Updated: Dec 12, 2020
The Parliamentary Monitoring Group audio clip of a National Assembly Public Works & Infrastructure Committee meeting on the recently tabled revised Expropriation Bill has revealed how ill-prepared most members were for a briefing from support staff on the procedures to be followed in processing new legislation. Some acknowledged as much, blaming their status as 'first-time' MPs for gaps in their understanding of the issues concerned. Yet more than a year has passed since they were elected.
Most worrying, however, was a remark from the EFF's Annacleta Siwisa, who believes the Bill will 'counteract' an imminent amendment to section 25 of the Constitution (property rights) - allowing land to be expropriated for nil compensation in circumstances proposed in clause 12 of the Expropriation Bill. This points to the possibility of a widespread perception among land-hungry South African citizens that land redistribution by way of expropriation without compensation will proceed as soon as the amendment has been enacted and proclaimed.

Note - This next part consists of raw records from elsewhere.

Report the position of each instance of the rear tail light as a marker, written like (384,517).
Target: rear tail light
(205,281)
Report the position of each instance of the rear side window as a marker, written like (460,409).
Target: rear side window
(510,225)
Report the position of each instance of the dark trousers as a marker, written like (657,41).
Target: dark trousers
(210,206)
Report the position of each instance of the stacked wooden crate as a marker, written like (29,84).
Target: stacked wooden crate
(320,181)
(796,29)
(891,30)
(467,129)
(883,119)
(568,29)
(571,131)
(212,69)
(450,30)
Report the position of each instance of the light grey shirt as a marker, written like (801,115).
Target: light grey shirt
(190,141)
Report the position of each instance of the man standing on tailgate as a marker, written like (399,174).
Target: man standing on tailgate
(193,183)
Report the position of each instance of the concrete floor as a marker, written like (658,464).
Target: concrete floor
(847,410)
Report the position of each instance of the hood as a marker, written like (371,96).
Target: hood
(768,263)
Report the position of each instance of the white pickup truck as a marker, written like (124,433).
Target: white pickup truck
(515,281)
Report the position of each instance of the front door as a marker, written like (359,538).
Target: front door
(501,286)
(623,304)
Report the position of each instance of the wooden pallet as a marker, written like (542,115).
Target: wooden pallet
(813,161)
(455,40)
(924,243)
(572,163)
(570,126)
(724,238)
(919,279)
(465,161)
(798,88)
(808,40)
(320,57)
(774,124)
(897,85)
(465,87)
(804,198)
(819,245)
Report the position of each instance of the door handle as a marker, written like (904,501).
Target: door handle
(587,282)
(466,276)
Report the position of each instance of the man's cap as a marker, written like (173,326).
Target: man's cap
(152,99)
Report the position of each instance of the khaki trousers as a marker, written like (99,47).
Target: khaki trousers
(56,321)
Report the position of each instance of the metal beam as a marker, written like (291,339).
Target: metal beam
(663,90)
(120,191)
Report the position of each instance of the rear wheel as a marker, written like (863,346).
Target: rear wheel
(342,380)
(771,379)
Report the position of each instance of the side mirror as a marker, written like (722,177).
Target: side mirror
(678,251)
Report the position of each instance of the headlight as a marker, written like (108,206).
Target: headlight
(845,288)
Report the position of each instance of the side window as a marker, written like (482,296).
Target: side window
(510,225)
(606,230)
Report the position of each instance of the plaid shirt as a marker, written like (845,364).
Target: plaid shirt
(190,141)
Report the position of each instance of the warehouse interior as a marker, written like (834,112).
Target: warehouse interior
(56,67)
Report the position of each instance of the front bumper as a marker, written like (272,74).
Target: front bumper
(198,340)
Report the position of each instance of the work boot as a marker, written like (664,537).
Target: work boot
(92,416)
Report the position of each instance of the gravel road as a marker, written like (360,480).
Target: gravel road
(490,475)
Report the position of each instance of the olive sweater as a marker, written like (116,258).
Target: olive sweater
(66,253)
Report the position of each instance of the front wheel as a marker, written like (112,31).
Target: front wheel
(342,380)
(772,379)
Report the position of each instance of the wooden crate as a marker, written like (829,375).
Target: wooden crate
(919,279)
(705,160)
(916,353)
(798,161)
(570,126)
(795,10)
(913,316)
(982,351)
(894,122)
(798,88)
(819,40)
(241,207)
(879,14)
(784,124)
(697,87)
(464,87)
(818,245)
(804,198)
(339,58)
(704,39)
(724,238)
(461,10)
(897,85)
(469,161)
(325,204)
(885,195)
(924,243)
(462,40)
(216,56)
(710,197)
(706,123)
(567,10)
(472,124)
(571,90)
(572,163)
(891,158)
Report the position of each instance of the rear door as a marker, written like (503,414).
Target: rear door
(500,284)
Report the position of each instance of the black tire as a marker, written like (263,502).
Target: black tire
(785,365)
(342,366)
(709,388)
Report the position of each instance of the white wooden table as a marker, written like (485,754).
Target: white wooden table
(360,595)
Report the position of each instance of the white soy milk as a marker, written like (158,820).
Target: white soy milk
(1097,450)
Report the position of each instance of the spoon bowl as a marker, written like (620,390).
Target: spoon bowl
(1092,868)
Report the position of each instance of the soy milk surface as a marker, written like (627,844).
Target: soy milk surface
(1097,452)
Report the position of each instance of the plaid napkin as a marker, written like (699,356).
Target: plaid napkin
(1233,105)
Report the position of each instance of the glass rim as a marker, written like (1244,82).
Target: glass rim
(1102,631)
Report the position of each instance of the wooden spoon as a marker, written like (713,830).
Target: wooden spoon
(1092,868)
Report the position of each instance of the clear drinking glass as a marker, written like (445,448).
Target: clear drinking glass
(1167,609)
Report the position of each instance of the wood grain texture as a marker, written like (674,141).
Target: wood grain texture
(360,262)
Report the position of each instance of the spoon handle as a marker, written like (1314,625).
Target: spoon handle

It is not clear what, if anything, has been done to explain these matters and their implications at grassroots level. Have unrealistic expectations been raised? If so, how will they be managed? It is likely to be at least six months (probably far longer) before the Expropriation Bill is passed by Parliament, enacted and proclaimed. It is the law of general application required to implement framework legislation provided by way of an amendment to the Constitution's section 25. This appears not to have been adequately communicated to 'ordinary' South Africans.